The Praise Shadows Mentorship Program was established as an essential component of the gallery’s mission. Each year, one or two high school students from the Boston area are selected to work at the gallery, culminating in the opportunity to curate the summer group exhibition. The gallery is honored to have worked with Triplett Harrington, Curator at the Boston-based public art organization Now + There, as the inaugural Curatorial Advisor. This year’s mentees Sahara Curry and Liana Rice, have spent the last six months on studio visits, exhibition installations, working the front of house at the gallery, and more. Sahara Curry is a rising senior at Brookline High School; Liana Rice recently graduated from Watertown High School. Under the guidance of Triplett Harrington and the gallery’s staff, the mentees have developed the exhibition thesis, selected the artists, finalized checklists, and will ultimately speak to and represent their show.

About the exhibition

We are creatures of habit. We wake up every morning, see our reflections in the mirror, often eat the same meals, and pass by hundreds of faces on the street. Then, we do it all again the next day. After time, these interactions and observations become repetitive, losing their meaning. The nuances of our identities can become diluted, disconnecting us from the places and people we see everyday.

Alchemized Dimensions presents artists playing with perception and exaggeration, giving familiar ideas the chance to become unfamiliar once again. Process and intuition are applied, as the artists allow their instincts and understandings of color, line, shape, and gesture to take over. The artists selected use so-called “traditional” subjects or materials—portraiture, still life, wood, or charcoal—to recalibrate them into fresh articulations of everyday life. Familiar scenes or materials alchemize into an experience that takes the mundane into a new dimension.

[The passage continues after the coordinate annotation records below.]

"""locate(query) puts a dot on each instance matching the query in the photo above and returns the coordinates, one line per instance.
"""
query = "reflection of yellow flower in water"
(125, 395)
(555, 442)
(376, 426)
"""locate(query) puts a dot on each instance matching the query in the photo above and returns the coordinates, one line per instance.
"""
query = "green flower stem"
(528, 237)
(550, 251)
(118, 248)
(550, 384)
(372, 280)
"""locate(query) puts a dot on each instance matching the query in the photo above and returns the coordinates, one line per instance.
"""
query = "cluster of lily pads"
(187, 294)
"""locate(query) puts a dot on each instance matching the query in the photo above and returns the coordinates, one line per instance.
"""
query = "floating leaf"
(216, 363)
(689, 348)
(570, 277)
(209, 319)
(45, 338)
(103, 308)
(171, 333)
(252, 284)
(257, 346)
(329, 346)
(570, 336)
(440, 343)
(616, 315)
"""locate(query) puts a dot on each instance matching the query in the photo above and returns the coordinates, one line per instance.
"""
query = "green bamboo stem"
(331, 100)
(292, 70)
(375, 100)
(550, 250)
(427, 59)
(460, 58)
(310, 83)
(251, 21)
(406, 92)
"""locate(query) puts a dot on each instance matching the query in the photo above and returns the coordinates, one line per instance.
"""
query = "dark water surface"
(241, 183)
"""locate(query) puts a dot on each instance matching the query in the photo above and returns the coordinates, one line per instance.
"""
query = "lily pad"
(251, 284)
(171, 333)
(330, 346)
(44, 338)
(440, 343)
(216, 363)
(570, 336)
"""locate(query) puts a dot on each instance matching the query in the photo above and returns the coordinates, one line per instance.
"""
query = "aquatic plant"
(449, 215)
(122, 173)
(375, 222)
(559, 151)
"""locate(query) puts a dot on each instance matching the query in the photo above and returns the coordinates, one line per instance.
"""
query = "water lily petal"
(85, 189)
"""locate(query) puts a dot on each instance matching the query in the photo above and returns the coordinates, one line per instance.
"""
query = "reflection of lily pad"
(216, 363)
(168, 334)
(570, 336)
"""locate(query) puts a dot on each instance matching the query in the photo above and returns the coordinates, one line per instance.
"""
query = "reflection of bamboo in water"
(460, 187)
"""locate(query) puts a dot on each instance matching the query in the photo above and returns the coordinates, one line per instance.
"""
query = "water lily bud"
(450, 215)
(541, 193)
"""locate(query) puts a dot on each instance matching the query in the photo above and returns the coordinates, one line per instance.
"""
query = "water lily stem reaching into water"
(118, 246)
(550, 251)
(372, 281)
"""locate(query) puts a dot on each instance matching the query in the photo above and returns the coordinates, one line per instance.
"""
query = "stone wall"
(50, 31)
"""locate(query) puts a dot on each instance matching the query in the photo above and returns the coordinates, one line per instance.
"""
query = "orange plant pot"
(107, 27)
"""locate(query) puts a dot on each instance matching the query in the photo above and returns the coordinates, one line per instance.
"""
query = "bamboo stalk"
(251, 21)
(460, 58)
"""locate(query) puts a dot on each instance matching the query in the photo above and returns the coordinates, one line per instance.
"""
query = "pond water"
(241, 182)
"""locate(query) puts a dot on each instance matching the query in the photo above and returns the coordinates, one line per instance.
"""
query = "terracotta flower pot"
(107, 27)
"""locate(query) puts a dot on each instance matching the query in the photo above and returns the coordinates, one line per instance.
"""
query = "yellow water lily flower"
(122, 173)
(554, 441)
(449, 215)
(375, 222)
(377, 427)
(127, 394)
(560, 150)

Caleb Brown makes a classic motif new through his bold use of texture and saturated color. Traditional still-life subjects, such as an orange or a deck of cards, are invigorated or revived for a new appreciation. He wonders, what spark remains in an empty tin can or a crumpled scrap of paper after it is discarded? The large scale of Brown’s paintings brings light to ordinarily overlooked household objects.

Samantha Fields draws from historicized images of women in art, mythology, fiction, and our collective imagination; she uses cloth as portrait, as performance, as text, and as container. The work holds a visual language that has been associated with the feminine and relegated to the superficial and low-brow. Using domestic materials and processes often found outside of an art context, she creates intriguing mash-ups, allowing the viewers to question their relationships with things we see every day, from cloth, to hair, to furniture legs.

Brian Christopher Glaser takes a classic form of portraiture and abstracts it, asking viewers to consider their own assumptions about the subject. These sculptures bring into question self-discovery and how we identify others and ourselves, calling attention to the exteriority of the human body as well as human nature.

Garrett Gould uses a familiar material, wood, to create mystifying sculptures. The human body is at the center of these works: this is demonstrated with Toast (vanity), in which Gould inserts a mirror to reflect the viewer, making them part of the piece. The artist uses materials that conventionally may not be used for artistic motives.

Kate Holcomb Hale uses abstract painting to create a spatial experience, allowing her works to spill off the wall. She brings dimensionality to the installation, showing that there are no physical limitations to what viewers perceive. Their poetic titles further deepen the meaning behind her work, creating a sense of mystery.

Sa’dia Rehman calls out the complicated relationship the present and the past have with race, labor, and emotion through drawings of her family’s government-issued IDs (passport, visa, and greencard photos). The lines and cutouts in her work are defined, whereas the soft, dark smudges that encompass them add a vulnerability, creating a dramatic contrast.